Unlike previous years, I also read a lot of fiction in 2017
How many times have you heard the importance of story-telling in business, presentations, marketing and sales? Good, I won’t remind you. Here’s one tip: learn from the masters, fiction writers. Since reading more fiction this year, I’ve noticed a huge improvement in my writing and story-telling. What you consume directly impacts what comes out, just like going to the toilet ;). Reading fiction furnishes your mind with paint, carpets, throws, so you can sprinkle your prose with colourful language, making it easy for people to listen, read and engage with you.
Invention of Wings by Sue Monk Kidd
You’ve got to figure out which end of the needle you’re gonna be, the one that’s fastened to the thread , or the end that pierces the cloth.
If you’re not into historical fiction, don’t bother with this book. I loved the characters and the story telling, which is why it’s my favourite fiction.
The Ocean at the End of the Lane by Neil Gaiman
Beautiful story. I find Gaiman’s characters a bit thin but he more than makes up for it with his masterful storytelling, and it’s so easy to read.
A Fine Balance by Rohinta Mistry
This is one of those books that made me dread picking up another fiction, because they’d never be as good and majestic as this. Life of Pi was another one of those books.

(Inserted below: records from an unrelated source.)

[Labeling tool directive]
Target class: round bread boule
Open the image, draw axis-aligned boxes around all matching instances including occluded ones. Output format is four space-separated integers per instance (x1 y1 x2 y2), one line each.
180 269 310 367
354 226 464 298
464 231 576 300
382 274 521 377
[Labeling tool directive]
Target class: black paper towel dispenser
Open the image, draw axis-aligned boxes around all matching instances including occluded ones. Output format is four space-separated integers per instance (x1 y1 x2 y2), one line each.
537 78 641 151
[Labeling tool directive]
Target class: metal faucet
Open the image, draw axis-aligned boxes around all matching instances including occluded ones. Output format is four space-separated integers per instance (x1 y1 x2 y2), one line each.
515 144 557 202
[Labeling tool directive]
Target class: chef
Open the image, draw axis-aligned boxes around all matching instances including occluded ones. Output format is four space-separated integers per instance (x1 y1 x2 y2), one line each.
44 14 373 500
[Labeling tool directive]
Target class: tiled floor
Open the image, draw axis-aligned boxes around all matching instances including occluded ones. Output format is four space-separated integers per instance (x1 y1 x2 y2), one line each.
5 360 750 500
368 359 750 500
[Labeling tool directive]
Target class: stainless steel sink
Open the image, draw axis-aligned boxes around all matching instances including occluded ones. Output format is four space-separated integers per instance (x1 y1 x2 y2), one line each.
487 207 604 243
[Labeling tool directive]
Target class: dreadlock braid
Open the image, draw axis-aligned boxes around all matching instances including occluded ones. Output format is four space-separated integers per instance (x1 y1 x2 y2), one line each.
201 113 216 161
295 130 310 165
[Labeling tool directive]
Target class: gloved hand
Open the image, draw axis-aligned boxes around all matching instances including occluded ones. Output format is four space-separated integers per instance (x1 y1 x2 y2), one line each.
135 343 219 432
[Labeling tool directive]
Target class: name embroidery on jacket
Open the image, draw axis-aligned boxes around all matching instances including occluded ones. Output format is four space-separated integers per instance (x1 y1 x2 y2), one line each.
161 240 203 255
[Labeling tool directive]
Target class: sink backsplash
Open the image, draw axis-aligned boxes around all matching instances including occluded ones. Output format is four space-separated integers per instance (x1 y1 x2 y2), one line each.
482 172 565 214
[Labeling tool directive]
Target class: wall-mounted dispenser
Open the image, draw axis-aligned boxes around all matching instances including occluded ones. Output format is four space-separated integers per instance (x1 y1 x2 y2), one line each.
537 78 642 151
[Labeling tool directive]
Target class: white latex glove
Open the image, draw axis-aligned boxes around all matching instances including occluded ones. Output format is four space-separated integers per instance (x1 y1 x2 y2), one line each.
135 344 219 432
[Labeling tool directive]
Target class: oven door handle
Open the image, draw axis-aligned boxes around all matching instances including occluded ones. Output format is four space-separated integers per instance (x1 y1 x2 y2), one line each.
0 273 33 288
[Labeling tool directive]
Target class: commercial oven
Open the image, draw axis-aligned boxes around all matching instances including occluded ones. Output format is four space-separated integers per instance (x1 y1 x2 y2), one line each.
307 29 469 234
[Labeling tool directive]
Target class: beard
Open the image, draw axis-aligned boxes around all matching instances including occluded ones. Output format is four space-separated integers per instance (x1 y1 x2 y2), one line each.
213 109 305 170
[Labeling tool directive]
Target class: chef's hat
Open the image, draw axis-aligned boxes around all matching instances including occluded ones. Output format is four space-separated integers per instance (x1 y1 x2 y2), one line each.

Grow Your Sales, Do What You Love: Mindful Selling for Entrepreneurs & Freelancers
It would be rude not to include my book. I won’t brag, I’ll just share what others have said and let you decide.
Writing as an unabashed introvert with a new business, this book has been extremely useful. Anis explains how you can sell while still being yourself, rather than loud, persistent or pushy
I thought I would never be great at sales. Too shy, too quiet, too introverted. This book shifted my perspective and helped me to see that my personality could be my best asset. This book gave permission to be myself in my job. Unlike many sales books,[…] it’s a pleasure to read. I strongly recommend this book to any professional, in sales but not only, who ever thought they did not have the « right personality » to sell.
It sounds simple, but it took reading this book to realise our approach was completely wrong and our results since then speak for themselves.
Any recommendations? What were your favourite books of 2017?